The hypothesis that local nonspiking interneurons are unique and identifiable has been tested rigorously for a neuron in the mesothoracic ganglion of the locust. Neurons were physiologically characterized and subsequently stained with cobalt ions. The resulting preparations were examined in whole mounts and serial sections. It is concluded that at least three neurons are unique, based upon a combination of their function, gross morphology, and the location and size of their main processes relative to other neurons. It is strongly suggested that there are other local nonspiking interneurons that are unique and identifiable. A classification system for local nonspiking interneurons is proposed. The implications of this finding for future neuroethological studies are discussed.

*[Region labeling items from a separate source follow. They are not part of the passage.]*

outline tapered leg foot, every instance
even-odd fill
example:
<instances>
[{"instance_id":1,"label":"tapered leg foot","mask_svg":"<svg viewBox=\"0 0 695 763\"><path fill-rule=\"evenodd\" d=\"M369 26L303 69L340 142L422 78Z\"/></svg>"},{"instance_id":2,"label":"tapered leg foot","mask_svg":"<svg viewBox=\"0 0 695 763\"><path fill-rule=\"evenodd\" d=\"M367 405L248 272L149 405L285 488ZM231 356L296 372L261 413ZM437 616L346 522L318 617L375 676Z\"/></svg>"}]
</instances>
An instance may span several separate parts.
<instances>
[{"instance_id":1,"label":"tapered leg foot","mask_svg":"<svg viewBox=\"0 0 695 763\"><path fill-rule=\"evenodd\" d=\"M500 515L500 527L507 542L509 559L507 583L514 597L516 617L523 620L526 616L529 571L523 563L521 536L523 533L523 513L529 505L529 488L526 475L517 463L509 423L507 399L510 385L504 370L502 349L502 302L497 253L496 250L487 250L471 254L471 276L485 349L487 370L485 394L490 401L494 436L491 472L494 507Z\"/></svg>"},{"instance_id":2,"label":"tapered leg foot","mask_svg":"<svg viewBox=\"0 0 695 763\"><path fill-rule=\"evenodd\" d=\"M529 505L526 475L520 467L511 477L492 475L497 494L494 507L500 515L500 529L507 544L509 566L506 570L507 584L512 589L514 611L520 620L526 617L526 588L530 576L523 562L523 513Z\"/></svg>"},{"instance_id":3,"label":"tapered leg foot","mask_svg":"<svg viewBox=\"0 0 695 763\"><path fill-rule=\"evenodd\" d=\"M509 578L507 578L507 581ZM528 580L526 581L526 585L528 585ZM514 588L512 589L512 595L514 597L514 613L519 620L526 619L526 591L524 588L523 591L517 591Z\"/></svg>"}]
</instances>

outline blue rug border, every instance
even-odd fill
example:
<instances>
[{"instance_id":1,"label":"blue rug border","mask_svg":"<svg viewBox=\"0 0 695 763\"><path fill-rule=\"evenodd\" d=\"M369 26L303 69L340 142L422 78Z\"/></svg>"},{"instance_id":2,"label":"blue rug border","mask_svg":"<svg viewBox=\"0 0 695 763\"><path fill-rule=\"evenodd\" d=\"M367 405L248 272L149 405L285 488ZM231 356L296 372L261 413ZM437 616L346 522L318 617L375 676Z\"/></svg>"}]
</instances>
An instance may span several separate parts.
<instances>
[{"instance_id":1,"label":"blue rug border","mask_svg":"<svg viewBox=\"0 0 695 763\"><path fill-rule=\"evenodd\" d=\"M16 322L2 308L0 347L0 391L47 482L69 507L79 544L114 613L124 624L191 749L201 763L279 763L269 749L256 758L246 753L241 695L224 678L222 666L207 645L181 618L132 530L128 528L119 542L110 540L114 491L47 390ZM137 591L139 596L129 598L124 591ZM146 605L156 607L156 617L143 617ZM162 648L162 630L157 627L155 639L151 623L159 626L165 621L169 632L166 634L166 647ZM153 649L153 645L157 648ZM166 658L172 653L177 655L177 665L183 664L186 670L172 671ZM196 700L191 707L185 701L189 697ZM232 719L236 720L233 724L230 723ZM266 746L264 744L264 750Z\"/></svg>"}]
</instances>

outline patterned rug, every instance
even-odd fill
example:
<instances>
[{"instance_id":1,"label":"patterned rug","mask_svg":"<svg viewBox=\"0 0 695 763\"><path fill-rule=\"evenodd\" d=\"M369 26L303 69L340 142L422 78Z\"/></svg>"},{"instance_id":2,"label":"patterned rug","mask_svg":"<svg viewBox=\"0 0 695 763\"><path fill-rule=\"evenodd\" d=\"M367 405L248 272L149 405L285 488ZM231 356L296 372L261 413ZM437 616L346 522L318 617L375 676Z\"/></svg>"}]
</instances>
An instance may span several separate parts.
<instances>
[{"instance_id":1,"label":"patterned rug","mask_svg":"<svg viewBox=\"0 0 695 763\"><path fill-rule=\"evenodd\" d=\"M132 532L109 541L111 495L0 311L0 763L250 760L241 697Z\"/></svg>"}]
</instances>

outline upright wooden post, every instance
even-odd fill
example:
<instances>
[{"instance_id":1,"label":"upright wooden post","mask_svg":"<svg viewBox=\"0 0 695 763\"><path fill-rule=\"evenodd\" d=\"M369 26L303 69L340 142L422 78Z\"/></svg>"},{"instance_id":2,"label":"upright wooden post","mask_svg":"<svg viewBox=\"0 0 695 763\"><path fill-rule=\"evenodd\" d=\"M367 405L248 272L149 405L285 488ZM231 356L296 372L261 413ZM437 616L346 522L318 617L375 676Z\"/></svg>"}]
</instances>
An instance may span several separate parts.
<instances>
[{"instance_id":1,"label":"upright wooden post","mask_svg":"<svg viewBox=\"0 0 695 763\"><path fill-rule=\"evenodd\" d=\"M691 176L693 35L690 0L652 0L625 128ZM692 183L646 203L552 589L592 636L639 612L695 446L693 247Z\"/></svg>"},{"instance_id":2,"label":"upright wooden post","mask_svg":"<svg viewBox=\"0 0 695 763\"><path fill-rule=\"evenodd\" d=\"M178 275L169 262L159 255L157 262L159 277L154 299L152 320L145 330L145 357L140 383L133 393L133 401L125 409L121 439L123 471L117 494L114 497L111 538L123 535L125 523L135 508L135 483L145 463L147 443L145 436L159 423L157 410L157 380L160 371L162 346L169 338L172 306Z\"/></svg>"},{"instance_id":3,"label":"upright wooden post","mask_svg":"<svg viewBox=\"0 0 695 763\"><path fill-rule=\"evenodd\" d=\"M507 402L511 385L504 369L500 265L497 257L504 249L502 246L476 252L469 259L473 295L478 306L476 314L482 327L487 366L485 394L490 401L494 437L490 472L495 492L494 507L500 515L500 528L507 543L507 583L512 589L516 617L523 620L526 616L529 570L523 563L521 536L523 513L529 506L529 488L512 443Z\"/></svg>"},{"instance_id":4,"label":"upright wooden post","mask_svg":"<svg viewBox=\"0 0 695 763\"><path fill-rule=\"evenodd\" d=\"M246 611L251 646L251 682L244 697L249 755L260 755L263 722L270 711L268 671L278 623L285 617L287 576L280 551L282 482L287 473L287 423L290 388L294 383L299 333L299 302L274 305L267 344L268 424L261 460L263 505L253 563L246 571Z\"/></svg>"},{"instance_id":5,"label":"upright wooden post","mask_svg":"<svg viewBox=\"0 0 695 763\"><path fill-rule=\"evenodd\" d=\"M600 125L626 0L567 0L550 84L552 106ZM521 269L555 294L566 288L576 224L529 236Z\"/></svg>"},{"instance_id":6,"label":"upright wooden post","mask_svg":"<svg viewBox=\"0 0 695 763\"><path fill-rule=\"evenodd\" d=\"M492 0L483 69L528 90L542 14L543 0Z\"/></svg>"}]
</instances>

Organization of motor neurons to a multiply innervated insect muscle

Nine excitatory motor neurons have been identified as innervating the locust metathoracic flexor tibiae. The anatomical organization of the flexor motor neurons within the ganglion was examined with both light and electron microscopy. Flexor motor neurons were physiologically identified prior to intracellular staining with Procion or cobalt. Some of the cobalt-stained neurons were then silver intensified. The reliability of soma location and variability of neurite branching were examined. While the position of a soma could vary within its cluster by up to one radius, the anterior, posterior, and lateral soma clusters bore a consistent relationship to each other. The density of neurite branching varied greatly for any particular flexor. The ultrastructure of the tract containing the flexor neurites revealed the individual neurites to be glial wrapped, while the tract itself was isolated from the neuropil by additional glia. The hypothesis that subsets of the flexor motor neuron pool are recruited for different behaviors is discussed in light of the last two findings.